Why partitions elimination does not happen for thi

2019-01-20 18:32发布

I have a hive table which is partitioned by year, month, day and hour. I need to run a query against it to fetch the last 7 days data. This is in Hive 0.14.0.2.2.4.2-2. My query currently looks like this :

SELECT COUNT(column_name) from table_name 
where year >= year(date_sub(from_unixtime(unix_timestamp()), 7)) 
AND month >= month(date_sub(from_unixtime(unix_timestamp()), 7)) 
AND day >= day(date_sub(from_unixtime(unix_timestamp()), 7));

This takes a very long time.

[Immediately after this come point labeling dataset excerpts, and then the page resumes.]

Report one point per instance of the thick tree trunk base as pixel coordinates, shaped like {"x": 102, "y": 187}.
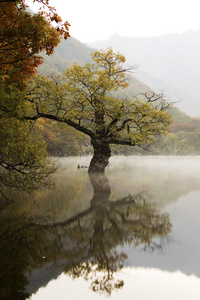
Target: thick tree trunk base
{"x": 101, "y": 156}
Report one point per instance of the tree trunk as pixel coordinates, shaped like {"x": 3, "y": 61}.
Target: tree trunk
{"x": 101, "y": 156}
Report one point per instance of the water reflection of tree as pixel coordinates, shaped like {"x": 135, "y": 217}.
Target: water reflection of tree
{"x": 84, "y": 245}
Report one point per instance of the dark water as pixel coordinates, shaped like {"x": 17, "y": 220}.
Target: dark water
{"x": 132, "y": 234}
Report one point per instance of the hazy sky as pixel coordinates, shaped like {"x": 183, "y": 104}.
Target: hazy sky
{"x": 96, "y": 20}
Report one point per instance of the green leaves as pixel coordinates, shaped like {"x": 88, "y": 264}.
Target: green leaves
{"x": 83, "y": 98}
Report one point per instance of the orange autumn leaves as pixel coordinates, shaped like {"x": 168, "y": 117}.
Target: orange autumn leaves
{"x": 23, "y": 36}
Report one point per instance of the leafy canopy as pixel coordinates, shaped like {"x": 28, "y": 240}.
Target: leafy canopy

When I substitute the actual numbers for the above say something like :

SELECT COUNT(column_name) from table_name 
where year >= 2017
AND month >= 2
AND day >= 13

it finishes in a few minutes. Is there any way to change the above script so that is actually includes just the numbers in the query instead of the functions?

I tried using set like:

set yearLimit = year(date_sub(from_unixtime(unix_timestamp()), 7));

SELECT COUNT(column_name) from table_name 
where year >= ${hiveconf:yearLimit}
AND month >= month(date_sub(from_unixtime(unix_timestamp()), 7)) 
AND day >= day(date_sub(from_unixtime(unix_timestamp()), 7));

but this does not solve the issue.

1条回答
老娘就宠你
2楼-- · 2019-01-20 19:02

Solution

select      count (column_name) 

from        table_name 

where       year  >= year  (date_sub (current_date,7)) 
        and month >= month (date_sub (current_date,7)) 
        and day   >= day   (date_sub (current_date,7))
;

What went wrong with the original query?

unix_timestamp()

Gets current Unix timestamp in seconds. This function is not deterministic and its value is not fixed for the scope of a query execution, therefore prevents proper optimization of queries - this has been deprecated since 2.0 in favour of CURRENT_TIMESTAMP constant.

https://cwiki.apache.org/confluence/display/Hive/LanguageManual+UDF

(I've just changed the documentation a little bit :-))

Since unix_timestamp() values might change during the execution, the expression should be evaluated for each row, therefore preventing partitions elimination.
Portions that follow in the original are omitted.